There, we boarded a 30-seater small covered riverboat (think Disney's Jungle Boat) and set off on a nearly 2-hour River cruise to see crocodiles and birds.
And did we see crocodiles! Mama mia yes we did! Lots of them, from baby ones sunning themselves on logs to crazy big ones hungry for a snack. Our boat driver would pull us up next to the bank, get out with a big piece of chicken and "encourage" the croc to come up out of the water and "jump" for that chicken. Yikes!!!
It was a really nice river cruise. Our boat had a roof so we were shaded and the open sides allowed a nice breeze to keep us feeling cool. We saw lots of beautiful birds, plants, horses and even a young Brahma bull running alongside the river bank. The river route took us all the way out to where it meets the ocean.
After this we piled back into the vans and headed up the road a little bit to a restaurant for a nice lunch. We had meat, rice, black beans, potatoes and green beans and salad. Washing the food down were delicious mango smoothies and some local beers.
After lunch we stopped off at a private resort called Nativa where we were able to drive out to a lovely vista. From there we could see across east towards the mountains and north and west along the ocean coast.

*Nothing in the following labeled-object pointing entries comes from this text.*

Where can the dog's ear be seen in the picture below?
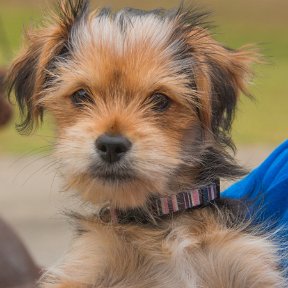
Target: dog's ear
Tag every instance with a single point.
(31, 71)
(223, 75)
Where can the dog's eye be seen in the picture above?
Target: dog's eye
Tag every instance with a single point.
(80, 97)
(160, 102)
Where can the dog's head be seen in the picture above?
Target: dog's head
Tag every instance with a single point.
(143, 101)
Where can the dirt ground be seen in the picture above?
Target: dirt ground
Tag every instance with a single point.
(32, 202)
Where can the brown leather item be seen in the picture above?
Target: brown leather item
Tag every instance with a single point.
(17, 269)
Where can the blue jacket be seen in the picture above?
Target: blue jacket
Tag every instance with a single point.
(267, 187)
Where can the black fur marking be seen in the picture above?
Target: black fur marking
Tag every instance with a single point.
(22, 80)
(224, 100)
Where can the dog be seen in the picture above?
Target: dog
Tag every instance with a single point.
(143, 103)
(5, 108)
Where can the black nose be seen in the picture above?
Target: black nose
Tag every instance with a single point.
(112, 148)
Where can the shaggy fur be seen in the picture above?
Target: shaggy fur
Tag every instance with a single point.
(122, 61)
(5, 108)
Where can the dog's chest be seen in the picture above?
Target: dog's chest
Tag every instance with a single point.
(144, 260)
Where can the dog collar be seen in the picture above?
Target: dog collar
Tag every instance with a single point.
(164, 205)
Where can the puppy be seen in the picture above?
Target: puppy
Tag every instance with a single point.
(143, 103)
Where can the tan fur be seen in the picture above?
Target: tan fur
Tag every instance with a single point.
(121, 70)
(194, 250)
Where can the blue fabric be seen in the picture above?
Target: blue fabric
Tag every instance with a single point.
(266, 188)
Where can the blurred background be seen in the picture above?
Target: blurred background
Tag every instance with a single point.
(30, 189)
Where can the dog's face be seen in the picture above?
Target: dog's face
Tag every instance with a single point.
(143, 101)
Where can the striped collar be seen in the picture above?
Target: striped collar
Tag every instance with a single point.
(163, 206)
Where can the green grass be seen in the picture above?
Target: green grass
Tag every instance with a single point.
(263, 121)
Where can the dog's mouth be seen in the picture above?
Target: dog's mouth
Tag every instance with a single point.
(112, 174)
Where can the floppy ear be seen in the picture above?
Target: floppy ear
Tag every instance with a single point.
(222, 78)
(31, 71)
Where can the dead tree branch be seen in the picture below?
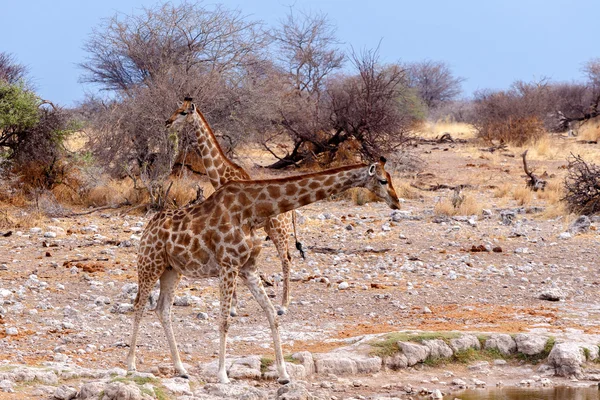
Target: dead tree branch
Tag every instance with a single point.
(534, 182)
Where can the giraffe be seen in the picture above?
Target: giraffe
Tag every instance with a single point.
(217, 239)
(221, 170)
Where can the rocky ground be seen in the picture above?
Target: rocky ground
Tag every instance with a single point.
(67, 284)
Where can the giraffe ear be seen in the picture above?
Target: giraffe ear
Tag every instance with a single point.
(372, 169)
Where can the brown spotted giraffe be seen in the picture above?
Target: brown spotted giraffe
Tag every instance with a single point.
(221, 170)
(218, 239)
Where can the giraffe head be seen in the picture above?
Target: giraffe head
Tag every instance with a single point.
(185, 112)
(379, 182)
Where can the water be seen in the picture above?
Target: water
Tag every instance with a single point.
(554, 393)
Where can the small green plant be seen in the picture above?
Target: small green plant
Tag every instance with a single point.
(160, 394)
(388, 346)
(265, 363)
(466, 356)
(586, 353)
(138, 380)
(290, 359)
(536, 358)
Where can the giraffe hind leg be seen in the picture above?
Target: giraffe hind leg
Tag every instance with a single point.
(280, 237)
(147, 277)
(168, 283)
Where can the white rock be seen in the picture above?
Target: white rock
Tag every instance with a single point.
(11, 331)
(64, 392)
(564, 236)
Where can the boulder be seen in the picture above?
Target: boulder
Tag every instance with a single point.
(530, 344)
(122, 391)
(465, 342)
(438, 348)
(414, 352)
(294, 391)
(503, 342)
(64, 392)
(566, 358)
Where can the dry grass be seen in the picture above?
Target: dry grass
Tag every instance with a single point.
(468, 206)
(115, 192)
(458, 130)
(184, 189)
(522, 195)
(590, 130)
(405, 191)
(502, 190)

We were able to enjoy a sighting of a group of lapa rojas. They are huge red parrots of a sort and they were busy flying around the trees. You can usually find them in pairs (they mate once, for life) near the tropical almond tree, as that is what they enjoy eating from.
It began to rain quite heavily while we were stopped at a store shopping for some coffee and other souvenirs. Our day was drawing to a close so we got back into the vans and turned towards the port.
One of our guides, Jesus, suddenly yelled excitedly to the driver to stop, and he hopped out of the van and ran across the road to a small tree he pulled off a large lead and brought it with him back to the van. We then drove over to an open and covered area and got out. Jesus then had us all rub the lead with our hand, down and up. Then we felt our hands and they were butter soft! Next, though, he began testing up this bright green leaf into small pieces. He bunched the pieces into his fist and began squeezing really hard. Giancarlo the driver poured a few drops of water from time to time into Jesus's fist and suddenly, as Jesus squeezed the liquid into his other hand, the clear water turned blood red! It was a chemical reaction of the water and the plant leaves. Really cool!
Soon back at the port, our lovely day and small taste of beautiful Costa Rica was ending. Oh well, Pura Vida!!!